It shows my mounting insecurity

Sillyman

Clearence INFRARED
Joined
Sep 11, 2001
Posts
11,143
that I feel really self conscious about posting the fact I miss cunnilingus here. I can tell you are all shocked and I will be exiled from the social dynamic.


Why do I feel crazier than normal?
 
Admitting you have a problem is the first step on the road to recovery.

Why are you embarrassed to admit such a thing? Is it because such an admission announces to the whole world that you aren't getting any?

That's okay. We all go through dry spells.

I think you need to post an ad in Vixenshe's Sex Organ Infomercial thread, and sell the occupants of Literotica on the veracity of your cunnilingus expertise.

Then watch as your worries melt away.
 
I felt it would be inappropriate for me to say such a thing to such an audience.
 
Well, let me put your mind at ease. Such an admission is not criminal. In fact, I bet you could even round up some nice, quality poon to lick if you work it just right.

I could pimp you out, but that might be wrong. But if you want me to, just say the word.


Sillyman said:
I felt it would be inappropriate for me to say such a thing to such an audience.
 
I believe Heavy Stick said it best when he said:

"How is some fat retarded jackoff who works at Burger King plan to get any pussy? You plan to rub your greasy mayonaisse butt all over their bodies? That oughta be a real turn-on. WHy don't you do the whole motherfucking gene pool a favor and cut off your fucking manjunk before some lice ridden ho takes pity on you and we have to deal with more melodramatic fat greasy little fast food fucktards like you. And try not to eat my fucking fries next time porky."

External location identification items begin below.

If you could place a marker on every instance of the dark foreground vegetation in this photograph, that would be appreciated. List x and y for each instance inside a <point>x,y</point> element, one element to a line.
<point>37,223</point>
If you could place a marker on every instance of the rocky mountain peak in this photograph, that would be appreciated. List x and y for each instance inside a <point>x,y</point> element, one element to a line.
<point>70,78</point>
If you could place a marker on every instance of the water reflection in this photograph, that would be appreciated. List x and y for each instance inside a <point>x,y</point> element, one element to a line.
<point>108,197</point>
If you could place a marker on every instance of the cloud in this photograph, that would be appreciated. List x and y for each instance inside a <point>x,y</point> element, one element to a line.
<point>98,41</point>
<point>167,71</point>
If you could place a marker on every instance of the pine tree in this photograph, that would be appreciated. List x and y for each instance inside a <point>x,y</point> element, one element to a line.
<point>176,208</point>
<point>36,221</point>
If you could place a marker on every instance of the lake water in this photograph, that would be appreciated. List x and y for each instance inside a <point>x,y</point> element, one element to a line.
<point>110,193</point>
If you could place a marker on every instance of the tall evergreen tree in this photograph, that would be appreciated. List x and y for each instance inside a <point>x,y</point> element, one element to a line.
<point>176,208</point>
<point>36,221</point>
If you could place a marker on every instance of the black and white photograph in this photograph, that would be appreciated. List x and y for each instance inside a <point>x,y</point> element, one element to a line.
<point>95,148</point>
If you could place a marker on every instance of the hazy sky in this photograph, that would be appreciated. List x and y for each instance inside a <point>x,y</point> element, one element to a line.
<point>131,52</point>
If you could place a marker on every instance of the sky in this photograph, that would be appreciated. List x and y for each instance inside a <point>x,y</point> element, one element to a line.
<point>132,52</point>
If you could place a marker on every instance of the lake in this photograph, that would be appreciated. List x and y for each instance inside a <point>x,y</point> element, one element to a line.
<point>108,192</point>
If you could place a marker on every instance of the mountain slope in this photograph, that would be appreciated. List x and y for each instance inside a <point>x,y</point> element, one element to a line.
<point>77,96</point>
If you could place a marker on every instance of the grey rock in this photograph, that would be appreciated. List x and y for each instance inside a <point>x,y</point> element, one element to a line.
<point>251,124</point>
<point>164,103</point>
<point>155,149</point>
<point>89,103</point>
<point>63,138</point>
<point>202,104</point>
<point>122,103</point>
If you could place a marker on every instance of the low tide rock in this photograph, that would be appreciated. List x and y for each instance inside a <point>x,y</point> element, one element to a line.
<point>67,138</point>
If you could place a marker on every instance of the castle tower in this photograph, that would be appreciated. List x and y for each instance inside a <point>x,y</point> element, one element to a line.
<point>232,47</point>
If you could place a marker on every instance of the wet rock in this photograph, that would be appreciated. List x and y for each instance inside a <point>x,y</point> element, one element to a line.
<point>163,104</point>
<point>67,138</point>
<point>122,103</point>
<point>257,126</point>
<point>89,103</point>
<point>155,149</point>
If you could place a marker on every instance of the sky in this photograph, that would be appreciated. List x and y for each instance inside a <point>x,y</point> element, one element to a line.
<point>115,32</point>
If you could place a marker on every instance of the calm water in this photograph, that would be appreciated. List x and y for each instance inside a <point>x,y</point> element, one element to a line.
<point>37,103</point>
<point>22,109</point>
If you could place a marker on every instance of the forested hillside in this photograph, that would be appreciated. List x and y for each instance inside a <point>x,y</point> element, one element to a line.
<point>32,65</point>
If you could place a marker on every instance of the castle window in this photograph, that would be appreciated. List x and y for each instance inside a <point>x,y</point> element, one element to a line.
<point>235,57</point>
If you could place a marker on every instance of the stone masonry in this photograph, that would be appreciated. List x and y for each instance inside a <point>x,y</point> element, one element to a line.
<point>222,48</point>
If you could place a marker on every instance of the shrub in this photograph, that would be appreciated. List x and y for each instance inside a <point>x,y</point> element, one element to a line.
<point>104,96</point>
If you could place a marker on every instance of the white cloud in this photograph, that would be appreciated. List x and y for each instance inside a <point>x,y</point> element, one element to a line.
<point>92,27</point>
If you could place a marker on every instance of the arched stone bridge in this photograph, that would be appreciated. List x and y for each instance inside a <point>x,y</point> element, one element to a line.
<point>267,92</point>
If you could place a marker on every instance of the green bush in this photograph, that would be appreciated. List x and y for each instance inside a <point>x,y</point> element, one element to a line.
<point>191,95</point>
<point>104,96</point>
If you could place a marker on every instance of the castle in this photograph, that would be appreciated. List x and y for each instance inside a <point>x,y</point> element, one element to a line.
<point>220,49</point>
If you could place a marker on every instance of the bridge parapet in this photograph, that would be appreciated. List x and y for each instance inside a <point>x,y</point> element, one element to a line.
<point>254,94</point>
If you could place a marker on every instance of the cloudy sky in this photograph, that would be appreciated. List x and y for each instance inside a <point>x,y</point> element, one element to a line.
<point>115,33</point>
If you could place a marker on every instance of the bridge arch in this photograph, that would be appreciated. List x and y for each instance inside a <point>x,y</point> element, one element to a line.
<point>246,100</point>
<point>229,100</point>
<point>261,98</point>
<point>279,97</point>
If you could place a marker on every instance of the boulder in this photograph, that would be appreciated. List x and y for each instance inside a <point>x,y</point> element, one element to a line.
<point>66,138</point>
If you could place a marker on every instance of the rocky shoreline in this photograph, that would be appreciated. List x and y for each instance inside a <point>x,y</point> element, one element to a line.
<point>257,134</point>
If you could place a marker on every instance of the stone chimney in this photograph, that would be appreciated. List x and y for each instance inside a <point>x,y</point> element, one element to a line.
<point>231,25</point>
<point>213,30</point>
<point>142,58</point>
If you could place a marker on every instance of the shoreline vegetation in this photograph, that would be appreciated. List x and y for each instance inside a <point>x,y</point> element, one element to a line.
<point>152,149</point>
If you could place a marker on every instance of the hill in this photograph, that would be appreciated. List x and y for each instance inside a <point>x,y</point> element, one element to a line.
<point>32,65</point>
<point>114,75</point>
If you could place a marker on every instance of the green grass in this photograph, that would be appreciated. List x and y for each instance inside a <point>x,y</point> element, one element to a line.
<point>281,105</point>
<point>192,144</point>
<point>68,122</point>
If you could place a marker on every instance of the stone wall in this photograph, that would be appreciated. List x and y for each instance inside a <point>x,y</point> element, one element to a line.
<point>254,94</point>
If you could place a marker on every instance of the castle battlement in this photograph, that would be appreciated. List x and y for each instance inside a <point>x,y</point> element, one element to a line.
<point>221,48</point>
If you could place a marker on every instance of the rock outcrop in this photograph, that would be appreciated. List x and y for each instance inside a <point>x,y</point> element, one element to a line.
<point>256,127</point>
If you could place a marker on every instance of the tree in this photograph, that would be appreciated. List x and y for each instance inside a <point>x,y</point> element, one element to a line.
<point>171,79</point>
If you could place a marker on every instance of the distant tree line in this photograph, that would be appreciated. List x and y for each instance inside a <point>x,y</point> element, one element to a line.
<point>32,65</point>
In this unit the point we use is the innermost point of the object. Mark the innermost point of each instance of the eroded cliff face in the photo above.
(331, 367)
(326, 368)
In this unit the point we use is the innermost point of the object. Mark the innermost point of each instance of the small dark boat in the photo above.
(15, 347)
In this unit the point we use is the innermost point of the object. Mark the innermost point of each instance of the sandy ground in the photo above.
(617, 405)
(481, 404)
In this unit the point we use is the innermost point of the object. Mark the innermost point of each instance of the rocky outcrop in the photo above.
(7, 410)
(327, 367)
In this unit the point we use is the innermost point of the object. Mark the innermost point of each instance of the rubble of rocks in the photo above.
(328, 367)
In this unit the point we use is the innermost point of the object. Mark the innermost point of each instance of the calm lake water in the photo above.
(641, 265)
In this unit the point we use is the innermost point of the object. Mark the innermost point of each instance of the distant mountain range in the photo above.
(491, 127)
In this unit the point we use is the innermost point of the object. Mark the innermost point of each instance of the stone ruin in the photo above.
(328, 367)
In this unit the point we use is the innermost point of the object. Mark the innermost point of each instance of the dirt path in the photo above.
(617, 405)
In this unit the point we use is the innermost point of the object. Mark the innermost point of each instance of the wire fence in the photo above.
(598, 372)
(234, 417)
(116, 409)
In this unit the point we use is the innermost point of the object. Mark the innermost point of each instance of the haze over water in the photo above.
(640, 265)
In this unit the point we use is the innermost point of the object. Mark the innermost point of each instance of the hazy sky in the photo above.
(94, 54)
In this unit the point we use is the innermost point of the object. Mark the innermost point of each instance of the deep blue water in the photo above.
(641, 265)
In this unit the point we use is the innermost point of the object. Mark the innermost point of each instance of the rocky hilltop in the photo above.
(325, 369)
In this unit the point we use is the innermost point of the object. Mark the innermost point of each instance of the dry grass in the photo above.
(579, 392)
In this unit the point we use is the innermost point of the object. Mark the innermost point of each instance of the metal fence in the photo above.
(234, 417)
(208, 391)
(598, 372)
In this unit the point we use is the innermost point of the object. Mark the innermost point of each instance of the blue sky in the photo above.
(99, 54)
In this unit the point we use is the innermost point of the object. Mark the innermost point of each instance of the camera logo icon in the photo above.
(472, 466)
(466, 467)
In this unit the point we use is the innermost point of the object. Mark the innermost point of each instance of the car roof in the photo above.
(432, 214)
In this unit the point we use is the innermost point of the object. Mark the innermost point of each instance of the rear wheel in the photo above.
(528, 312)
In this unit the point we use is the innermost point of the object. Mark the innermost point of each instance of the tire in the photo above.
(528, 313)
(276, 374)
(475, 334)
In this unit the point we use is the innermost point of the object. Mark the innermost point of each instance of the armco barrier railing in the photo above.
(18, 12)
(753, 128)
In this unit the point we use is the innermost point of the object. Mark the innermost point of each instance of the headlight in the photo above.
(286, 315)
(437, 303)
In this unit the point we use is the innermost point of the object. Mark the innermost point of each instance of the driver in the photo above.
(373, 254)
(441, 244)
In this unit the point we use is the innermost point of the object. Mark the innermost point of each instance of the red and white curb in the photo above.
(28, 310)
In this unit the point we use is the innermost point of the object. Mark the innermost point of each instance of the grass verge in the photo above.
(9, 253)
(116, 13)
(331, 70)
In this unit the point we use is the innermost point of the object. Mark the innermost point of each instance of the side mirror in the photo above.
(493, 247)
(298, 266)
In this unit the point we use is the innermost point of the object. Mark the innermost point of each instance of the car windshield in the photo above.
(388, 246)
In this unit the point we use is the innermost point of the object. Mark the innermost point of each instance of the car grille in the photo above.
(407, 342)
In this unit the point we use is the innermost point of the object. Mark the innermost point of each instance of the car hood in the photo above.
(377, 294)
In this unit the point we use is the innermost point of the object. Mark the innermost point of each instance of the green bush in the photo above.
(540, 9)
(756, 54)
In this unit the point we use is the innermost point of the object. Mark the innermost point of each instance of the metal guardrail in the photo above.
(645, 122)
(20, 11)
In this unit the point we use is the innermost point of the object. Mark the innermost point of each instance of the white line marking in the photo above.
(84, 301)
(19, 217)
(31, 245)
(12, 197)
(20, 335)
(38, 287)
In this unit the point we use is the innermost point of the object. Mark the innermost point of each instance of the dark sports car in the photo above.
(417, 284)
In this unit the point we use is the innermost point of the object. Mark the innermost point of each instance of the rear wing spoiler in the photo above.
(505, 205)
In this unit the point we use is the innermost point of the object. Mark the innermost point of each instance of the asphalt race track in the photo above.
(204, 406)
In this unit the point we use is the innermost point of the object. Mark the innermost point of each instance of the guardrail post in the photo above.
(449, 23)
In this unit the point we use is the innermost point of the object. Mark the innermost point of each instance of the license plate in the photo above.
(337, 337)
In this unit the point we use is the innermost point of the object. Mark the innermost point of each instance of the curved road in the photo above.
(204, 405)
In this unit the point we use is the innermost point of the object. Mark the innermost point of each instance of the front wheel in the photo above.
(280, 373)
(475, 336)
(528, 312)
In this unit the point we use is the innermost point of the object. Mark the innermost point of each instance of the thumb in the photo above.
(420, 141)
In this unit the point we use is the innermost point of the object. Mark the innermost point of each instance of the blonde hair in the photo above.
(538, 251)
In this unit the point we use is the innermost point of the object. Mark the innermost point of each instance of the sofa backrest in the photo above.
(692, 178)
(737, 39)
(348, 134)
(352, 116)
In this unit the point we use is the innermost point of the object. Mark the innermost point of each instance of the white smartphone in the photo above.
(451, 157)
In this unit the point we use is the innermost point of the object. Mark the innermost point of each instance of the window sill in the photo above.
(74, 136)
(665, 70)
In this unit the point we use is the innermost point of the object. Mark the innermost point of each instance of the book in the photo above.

And I do have a girlfriend currently, just she's a little distant at the moment.
 
Fucking hell. That makes me cringe.

I still think we oughtta whore you out... but that's just my opinion.

I'm sorry your girl is distant. You should have her send you her panties and you can sniff them and do dirty stuff. That would at least give you some of the sensory verisimilitude you're craving.


Sillyman said:
I believe Heavy Stick said it best when he said:

"How is some fat retarded jackoff who works at Burger King plan to get any pussy? You plan to rub your greasy mayonaisse butt all over their bodies? That oughta be a real turn-on. WHy don't you do the whole motherfucking gene pool a favor and cut off your fucking manjunk before some lice ridden ho takes pity on you and we have to deal with more melodramatic fat greasy little fast food fucktards like you. And try not to eat my fucking fries next time porky."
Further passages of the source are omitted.